En la vida política en las democracias occidentales aflora a menudo, se me ocurre, una añoranza similar. Podríamos llamarla nostalgie du fascisme. Con ello queremos designar, no a los partidos y movimientos nostálgicos del Estado fascista –por fortuna extravagantes y minoritarios– sino a los nostálgicos de la lucha contra el fascismo: la ilusión de que también nosotros, nacidos y crecidos en democracia, nos enfrentamos a poderes opresivos que complotan maléficamente contra nuestra felicidad. Las instituciones demoliberales que nos hemos dado no serían, según esta mentalidad, más que comparsas o, peor, cómplices, de una gran conspiración para que siempre ganen los de siempre.

No hay que pensar que los ciudadanos que experimentan este tipo de sentimientos no tengan dificultades en su vida, o carezcan de motivos para juzgar severamente un cierto estado de cosas. No todo radical es un señorito, como pretende cierta caricatura. Lo característico de la dolencia descrita es la necesidad de dar un nombre unívoco a todo lo malo que circula por la historia para poder así combatirlo con los ropajes prestados del revolucionario. El nombre del gran malo es fascismo, aunque también capitalismo. Luego, hay demonios secundarios: TTIP hoy o ayer Plan Bolonia. Por cierto que un tratado de comercio o una reforma laboral pueden tener elementos potencialmente lesivos para los intereses de parte de la población. Pero desbaratamos cualquier posible entendimiento si nos persuadimos de que quien promueve reformas tan sólo quiere nuestro mal. Frente a un malvado, solo cabe la barricada.
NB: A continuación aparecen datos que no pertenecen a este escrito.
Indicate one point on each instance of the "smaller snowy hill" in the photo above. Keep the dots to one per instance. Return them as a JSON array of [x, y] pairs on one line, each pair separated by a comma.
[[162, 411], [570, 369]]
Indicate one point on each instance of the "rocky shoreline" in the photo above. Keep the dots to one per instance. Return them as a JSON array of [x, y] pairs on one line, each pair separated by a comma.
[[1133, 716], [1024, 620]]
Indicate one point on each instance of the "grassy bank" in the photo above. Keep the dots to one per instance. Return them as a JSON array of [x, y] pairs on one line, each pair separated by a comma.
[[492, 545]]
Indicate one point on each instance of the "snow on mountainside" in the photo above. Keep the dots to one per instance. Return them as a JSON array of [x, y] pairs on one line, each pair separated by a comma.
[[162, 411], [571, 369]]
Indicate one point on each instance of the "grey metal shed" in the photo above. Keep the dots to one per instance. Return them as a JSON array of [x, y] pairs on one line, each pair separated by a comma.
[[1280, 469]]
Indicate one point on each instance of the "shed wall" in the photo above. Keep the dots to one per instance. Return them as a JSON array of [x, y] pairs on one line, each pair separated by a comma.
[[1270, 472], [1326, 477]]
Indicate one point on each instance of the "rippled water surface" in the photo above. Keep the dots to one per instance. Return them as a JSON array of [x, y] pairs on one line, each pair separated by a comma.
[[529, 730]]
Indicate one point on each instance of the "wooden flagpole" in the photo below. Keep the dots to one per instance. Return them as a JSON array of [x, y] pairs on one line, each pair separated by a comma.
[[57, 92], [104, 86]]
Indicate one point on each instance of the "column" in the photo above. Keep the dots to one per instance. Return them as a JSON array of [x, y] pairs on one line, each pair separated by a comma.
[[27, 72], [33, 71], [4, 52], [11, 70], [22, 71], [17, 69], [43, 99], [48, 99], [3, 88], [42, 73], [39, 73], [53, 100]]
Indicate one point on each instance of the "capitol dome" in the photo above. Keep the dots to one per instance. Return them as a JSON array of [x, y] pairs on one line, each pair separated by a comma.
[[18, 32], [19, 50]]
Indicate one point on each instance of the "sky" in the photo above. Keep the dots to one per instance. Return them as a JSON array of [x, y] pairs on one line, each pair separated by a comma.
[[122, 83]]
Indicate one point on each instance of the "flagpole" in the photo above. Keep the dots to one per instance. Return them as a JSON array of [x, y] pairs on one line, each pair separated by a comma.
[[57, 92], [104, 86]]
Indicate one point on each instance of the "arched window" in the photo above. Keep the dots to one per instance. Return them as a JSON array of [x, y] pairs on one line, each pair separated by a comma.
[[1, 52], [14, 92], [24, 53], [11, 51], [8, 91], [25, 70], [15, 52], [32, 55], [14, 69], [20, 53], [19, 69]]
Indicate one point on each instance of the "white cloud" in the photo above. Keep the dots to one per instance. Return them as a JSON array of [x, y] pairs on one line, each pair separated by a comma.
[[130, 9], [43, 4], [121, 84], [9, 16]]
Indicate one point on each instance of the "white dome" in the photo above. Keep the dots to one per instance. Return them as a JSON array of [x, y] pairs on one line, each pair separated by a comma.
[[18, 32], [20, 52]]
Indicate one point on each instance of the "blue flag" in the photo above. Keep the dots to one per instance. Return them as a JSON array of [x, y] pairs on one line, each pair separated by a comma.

Hay problemas, sí. Pero la política no es el incesante combate contra el dragón. Al dragón ya lo hemos matado. La política democrática, más bien, como recuerda Alain Finkielkraut, nos invita a la penosa tarea de elegir, no entre el mal y el bien, sino entre dos bienes en tensión. La nostalgie du fascisme es el deseo (uso las claras palabras del filósofo francés) de ver siempre escándalos e indignidades donde a menudo solo hay dilemas y conflictos sin soluciones fáciles e inequívocas. Nos hace sentirnos mejores y más puros, pero deja indemnes los problemas que más pronto que tarde la mirada adulta habrá de afrontar.